彼女が何故人類と敵対するのか……それを知るのは浦島太郎ただ一人である。
鉄底提督
本作の主人公。本名は表島良太郎。長年攻略不可とされていたアイアンボトムサウンドを開放し鉄底提督の異名を得た。
天井の抜けた竜宮城の中から空を見上げた。
空、とは言っても私達のそれには真っ白な雲は浮かんでいない。遠くに浮いているのであろう太陽の光もここまでは届かない。私達の空には雨も雪も降らなければ星も月も浮かばず、朝も昼も夜も存在しない。無愛想で感情の無いその空にはどこまでも濃すぎる青が続くばかりだ。
『オレはこの空もわりかし好きだけどな』
けれど、貴方は私達の空を見てそう言ってくれた。この空の下で私と暮らすと言ってくれた。私に浦島の名をくれ、子まで授けてくれた。
貴方と息子と娘の4人で暮らした日々はとても幸せだった。慣れない子育てに四苦八苦したり貴方と喧嘩をしたこともあったけれど、それでも毎日が幸せで輝いていた。あの生活はもう何百年も前のことだというのにその記憶は未だに錆びつかず私の宝物として保管されている。
もう一度あの日々を取り戻したい。
貴方がどうして私を裏切ったのか。どうして私と娘を置いて、玉手箱と共に息子だけを連れてここを出て行ってしまったのか……それは今になっても分からない。けれど私はあの日々を、貴方達を忘れることができない。

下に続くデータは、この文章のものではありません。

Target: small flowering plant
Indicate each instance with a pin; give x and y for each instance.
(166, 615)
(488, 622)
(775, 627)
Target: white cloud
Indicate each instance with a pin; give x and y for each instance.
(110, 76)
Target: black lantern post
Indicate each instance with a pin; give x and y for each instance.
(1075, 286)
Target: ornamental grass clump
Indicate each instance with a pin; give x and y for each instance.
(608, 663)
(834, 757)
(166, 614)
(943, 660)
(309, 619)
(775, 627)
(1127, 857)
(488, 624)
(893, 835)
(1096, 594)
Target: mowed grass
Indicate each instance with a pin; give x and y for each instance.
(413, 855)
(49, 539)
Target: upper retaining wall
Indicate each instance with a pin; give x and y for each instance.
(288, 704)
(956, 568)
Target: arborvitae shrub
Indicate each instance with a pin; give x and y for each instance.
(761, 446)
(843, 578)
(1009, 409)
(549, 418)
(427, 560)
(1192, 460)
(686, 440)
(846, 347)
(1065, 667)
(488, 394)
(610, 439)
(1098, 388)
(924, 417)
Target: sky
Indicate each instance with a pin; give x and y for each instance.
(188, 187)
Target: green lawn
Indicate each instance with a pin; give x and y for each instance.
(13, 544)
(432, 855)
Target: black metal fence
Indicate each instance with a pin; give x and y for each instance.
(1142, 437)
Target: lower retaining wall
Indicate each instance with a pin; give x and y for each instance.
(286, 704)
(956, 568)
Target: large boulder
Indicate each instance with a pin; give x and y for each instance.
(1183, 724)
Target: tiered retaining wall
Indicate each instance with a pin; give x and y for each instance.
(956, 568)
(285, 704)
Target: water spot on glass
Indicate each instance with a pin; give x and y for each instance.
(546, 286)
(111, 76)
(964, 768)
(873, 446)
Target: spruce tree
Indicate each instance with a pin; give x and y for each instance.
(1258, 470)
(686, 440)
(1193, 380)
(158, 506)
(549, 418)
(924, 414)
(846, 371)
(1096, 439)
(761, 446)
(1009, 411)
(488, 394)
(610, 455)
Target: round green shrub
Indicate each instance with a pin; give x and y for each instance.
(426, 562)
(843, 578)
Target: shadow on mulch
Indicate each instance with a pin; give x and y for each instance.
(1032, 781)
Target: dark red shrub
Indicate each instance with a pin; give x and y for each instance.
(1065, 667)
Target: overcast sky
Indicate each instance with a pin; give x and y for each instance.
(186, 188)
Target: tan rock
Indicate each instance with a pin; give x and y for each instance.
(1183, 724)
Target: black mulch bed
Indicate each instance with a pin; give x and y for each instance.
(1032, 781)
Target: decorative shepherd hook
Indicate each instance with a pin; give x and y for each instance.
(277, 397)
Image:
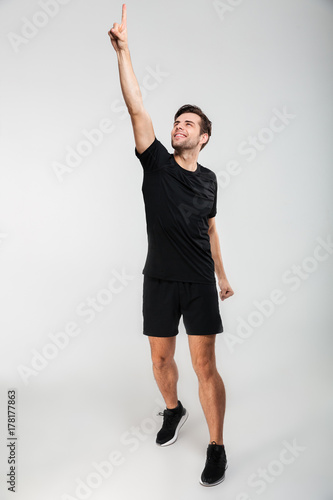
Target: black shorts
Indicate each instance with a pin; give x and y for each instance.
(165, 301)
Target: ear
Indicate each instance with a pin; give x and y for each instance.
(204, 138)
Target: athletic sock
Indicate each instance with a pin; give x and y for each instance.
(174, 409)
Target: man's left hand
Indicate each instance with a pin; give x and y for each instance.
(225, 289)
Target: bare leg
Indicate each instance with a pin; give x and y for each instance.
(164, 368)
(211, 387)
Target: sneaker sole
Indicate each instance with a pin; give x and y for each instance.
(181, 423)
(216, 482)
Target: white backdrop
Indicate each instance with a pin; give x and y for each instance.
(73, 245)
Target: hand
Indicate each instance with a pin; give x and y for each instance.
(118, 33)
(225, 289)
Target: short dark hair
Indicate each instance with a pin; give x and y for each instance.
(205, 123)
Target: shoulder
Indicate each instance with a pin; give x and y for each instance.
(208, 173)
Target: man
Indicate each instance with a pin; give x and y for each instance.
(180, 198)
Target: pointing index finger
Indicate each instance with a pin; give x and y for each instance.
(124, 15)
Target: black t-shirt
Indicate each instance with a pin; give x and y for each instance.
(178, 204)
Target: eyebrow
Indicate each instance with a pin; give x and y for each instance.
(188, 121)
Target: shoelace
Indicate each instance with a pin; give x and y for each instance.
(168, 418)
(213, 454)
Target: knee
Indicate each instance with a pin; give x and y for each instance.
(204, 367)
(160, 361)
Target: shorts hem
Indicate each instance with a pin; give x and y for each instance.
(162, 336)
(211, 333)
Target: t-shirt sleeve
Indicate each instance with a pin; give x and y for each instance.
(155, 156)
(213, 211)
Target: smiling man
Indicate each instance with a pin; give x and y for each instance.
(180, 197)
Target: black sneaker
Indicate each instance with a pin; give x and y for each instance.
(172, 422)
(216, 465)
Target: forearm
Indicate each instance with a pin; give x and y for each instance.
(216, 254)
(128, 82)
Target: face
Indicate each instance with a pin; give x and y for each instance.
(186, 132)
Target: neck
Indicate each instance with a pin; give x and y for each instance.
(187, 159)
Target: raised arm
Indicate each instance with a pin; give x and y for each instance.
(141, 122)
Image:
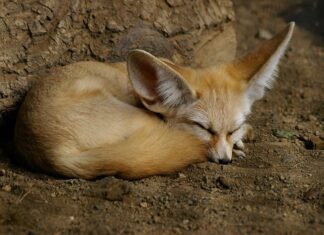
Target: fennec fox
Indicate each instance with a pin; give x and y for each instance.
(145, 117)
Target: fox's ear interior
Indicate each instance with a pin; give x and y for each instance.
(259, 68)
(159, 86)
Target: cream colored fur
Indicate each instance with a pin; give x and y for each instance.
(144, 117)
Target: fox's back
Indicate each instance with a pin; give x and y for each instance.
(79, 106)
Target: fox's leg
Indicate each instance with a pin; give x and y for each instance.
(238, 149)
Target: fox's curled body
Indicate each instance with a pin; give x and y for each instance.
(90, 119)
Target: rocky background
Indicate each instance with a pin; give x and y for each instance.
(277, 189)
(39, 34)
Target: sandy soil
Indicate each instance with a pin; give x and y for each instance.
(277, 189)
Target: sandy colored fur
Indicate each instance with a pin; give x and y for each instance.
(146, 152)
(84, 120)
(144, 117)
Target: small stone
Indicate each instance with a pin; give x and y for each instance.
(112, 25)
(36, 28)
(222, 182)
(7, 188)
(317, 143)
(116, 192)
(299, 127)
(248, 208)
(181, 175)
(143, 204)
(185, 221)
(311, 194)
(264, 34)
(312, 118)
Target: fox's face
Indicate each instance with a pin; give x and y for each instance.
(211, 103)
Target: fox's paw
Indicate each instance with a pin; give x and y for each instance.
(239, 147)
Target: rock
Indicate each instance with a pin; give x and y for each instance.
(7, 188)
(283, 134)
(311, 194)
(300, 127)
(114, 190)
(264, 34)
(182, 176)
(317, 143)
(143, 204)
(36, 29)
(223, 182)
(312, 118)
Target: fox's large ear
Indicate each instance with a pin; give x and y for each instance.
(159, 86)
(259, 68)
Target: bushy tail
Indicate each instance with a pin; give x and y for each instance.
(145, 153)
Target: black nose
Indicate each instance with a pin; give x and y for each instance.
(224, 161)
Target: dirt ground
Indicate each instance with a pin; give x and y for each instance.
(277, 189)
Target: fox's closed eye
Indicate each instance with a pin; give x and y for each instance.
(210, 130)
(233, 131)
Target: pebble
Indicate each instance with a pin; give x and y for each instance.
(248, 208)
(299, 127)
(264, 34)
(311, 194)
(143, 204)
(317, 143)
(116, 192)
(181, 175)
(312, 118)
(7, 188)
(223, 182)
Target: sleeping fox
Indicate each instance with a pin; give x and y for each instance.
(147, 116)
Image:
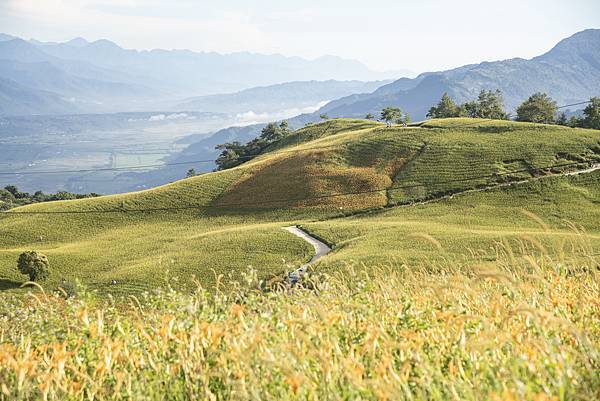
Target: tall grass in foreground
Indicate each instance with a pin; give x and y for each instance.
(529, 329)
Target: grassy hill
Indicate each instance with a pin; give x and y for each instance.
(464, 267)
(221, 223)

あの輝かしい日々をもう一度。それだけを夢見て私はここで貴方達を待ち続けた。本当は直ぐにでも迎えに行きたかったけれど、貴方が玉手箱を持ち出してしまったのでそれは出来なかった。けれど幸いにも貴方達が向かった『時間』は分かっていた。
だから気が遠くなるような時間を貴方達との思い出が詰まったこの竜宮城で待って待って待ち続けた。

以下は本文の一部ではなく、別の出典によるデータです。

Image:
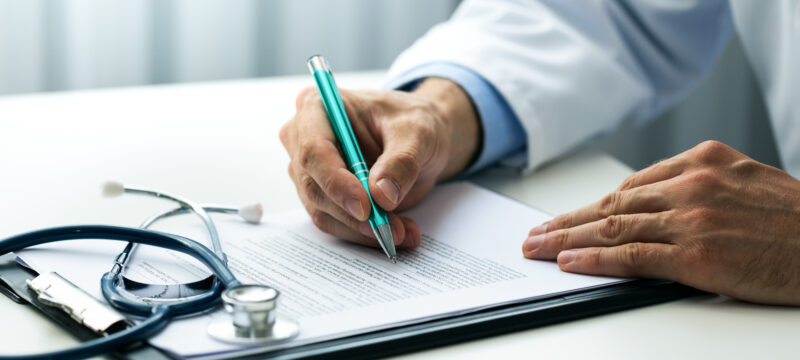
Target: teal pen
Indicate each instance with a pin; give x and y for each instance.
(352, 153)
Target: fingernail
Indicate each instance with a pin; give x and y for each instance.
(541, 229)
(353, 206)
(566, 257)
(389, 189)
(533, 242)
(365, 229)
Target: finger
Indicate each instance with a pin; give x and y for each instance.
(629, 260)
(315, 199)
(662, 170)
(644, 199)
(321, 161)
(612, 231)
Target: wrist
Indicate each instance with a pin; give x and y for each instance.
(461, 120)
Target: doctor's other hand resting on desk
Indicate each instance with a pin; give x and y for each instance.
(410, 140)
(711, 218)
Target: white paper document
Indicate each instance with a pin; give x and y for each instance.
(470, 258)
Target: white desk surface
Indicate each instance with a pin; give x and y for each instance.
(218, 143)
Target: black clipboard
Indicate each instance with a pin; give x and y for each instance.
(409, 338)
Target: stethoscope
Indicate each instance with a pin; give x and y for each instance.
(252, 308)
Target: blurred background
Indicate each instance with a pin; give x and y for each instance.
(63, 45)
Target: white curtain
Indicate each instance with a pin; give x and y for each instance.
(50, 45)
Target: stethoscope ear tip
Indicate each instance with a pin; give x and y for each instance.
(112, 189)
(252, 213)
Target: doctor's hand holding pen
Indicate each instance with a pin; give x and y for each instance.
(410, 140)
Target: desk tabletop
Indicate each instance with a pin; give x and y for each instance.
(217, 143)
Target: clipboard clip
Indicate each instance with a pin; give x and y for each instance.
(54, 290)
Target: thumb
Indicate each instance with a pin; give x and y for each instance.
(394, 173)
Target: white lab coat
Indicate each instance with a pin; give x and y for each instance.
(571, 70)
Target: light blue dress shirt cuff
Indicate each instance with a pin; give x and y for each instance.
(503, 135)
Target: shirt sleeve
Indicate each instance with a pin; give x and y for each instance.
(503, 135)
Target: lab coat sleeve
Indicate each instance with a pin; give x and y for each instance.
(571, 70)
(503, 135)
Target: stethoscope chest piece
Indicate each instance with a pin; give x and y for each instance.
(253, 317)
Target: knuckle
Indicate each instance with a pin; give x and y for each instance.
(610, 203)
(425, 130)
(700, 217)
(710, 151)
(746, 166)
(629, 182)
(632, 256)
(309, 153)
(611, 227)
(703, 180)
(406, 161)
(320, 220)
(311, 189)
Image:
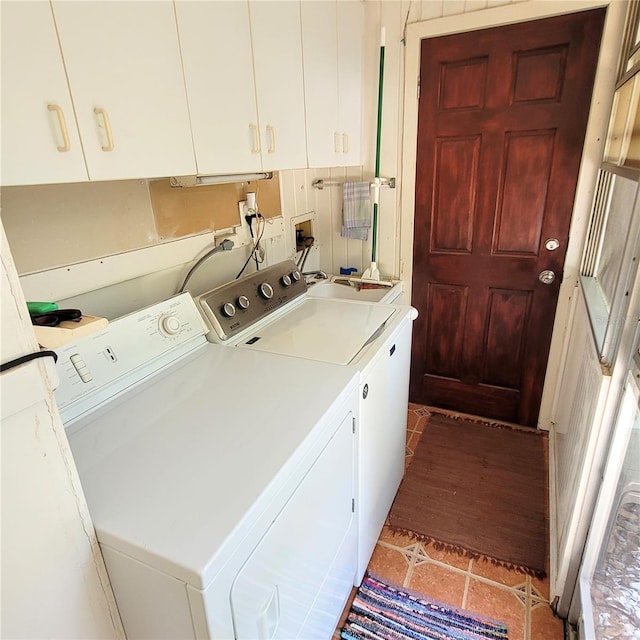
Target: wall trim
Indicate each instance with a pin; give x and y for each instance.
(593, 149)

待って待って待って待ち続けて────そしてついに私は貴方達の『時間』に追いついた。
もう────待つのは終わりです。迎えに行きます。
今度は貴方達が待っていてください。太郎さん、そして私の可愛い良太郎────もう少し時間がかかるかもしれませんけど貴方の妻が、貴方の母が必ず迎えに行きますから。

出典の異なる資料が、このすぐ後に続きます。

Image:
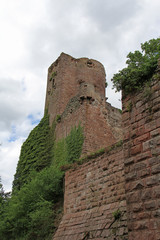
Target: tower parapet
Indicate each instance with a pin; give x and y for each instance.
(76, 94)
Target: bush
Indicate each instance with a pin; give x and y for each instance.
(140, 67)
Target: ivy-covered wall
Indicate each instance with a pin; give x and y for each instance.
(35, 208)
(35, 152)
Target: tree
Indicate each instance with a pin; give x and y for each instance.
(141, 66)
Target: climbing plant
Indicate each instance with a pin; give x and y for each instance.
(35, 152)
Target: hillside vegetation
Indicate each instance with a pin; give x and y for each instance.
(36, 204)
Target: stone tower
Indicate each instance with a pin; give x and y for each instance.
(76, 94)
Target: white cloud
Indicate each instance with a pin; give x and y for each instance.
(35, 32)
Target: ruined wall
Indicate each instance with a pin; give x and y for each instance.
(125, 179)
(93, 192)
(141, 124)
(65, 78)
(76, 93)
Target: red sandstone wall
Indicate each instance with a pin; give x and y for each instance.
(70, 74)
(142, 163)
(77, 93)
(98, 134)
(93, 192)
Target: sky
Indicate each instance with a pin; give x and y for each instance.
(33, 34)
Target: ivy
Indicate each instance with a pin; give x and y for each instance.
(36, 204)
(141, 66)
(69, 149)
(35, 152)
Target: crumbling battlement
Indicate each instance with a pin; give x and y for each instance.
(76, 93)
(115, 195)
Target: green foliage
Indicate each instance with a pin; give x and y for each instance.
(35, 152)
(30, 213)
(68, 150)
(58, 118)
(140, 67)
(36, 204)
(54, 74)
(129, 106)
(117, 214)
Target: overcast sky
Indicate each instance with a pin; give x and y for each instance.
(33, 33)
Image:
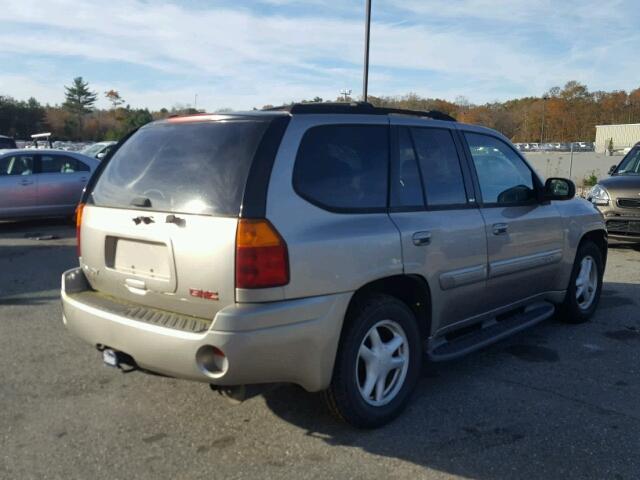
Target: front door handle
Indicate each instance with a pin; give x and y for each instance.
(421, 238)
(500, 228)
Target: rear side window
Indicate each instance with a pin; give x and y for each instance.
(61, 164)
(7, 143)
(440, 167)
(344, 167)
(190, 167)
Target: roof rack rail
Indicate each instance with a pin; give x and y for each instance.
(357, 108)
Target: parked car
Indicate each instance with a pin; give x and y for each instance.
(42, 183)
(333, 246)
(98, 150)
(7, 143)
(618, 197)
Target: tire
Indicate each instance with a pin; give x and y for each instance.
(572, 309)
(347, 394)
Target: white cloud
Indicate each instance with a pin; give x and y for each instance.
(233, 57)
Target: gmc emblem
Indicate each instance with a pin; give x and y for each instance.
(206, 294)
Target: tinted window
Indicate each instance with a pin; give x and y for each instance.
(61, 164)
(16, 165)
(198, 167)
(502, 174)
(440, 166)
(630, 165)
(406, 184)
(344, 166)
(7, 143)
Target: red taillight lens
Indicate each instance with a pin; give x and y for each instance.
(79, 210)
(261, 255)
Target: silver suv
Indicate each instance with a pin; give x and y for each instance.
(334, 246)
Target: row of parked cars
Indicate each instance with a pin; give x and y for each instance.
(41, 182)
(556, 147)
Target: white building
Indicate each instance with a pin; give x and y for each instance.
(623, 136)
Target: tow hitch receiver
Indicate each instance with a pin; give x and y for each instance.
(121, 360)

角が生え、真っ赤に染まった私を見て最初は驚くかもしれません。けど大丈夫、姿は変わっても私は私のまま何も変わっていません。貴方の妻で、貴方の母の『乙姫』のままです。
そういえば良太郎は今
ああ、はやく、早く、速く。成長した貴方に会いたいわ。
また家族四人、この竜宮城で仲良く暮らしましょうね。
拒否なんてさせませんから。ゼッタイ二。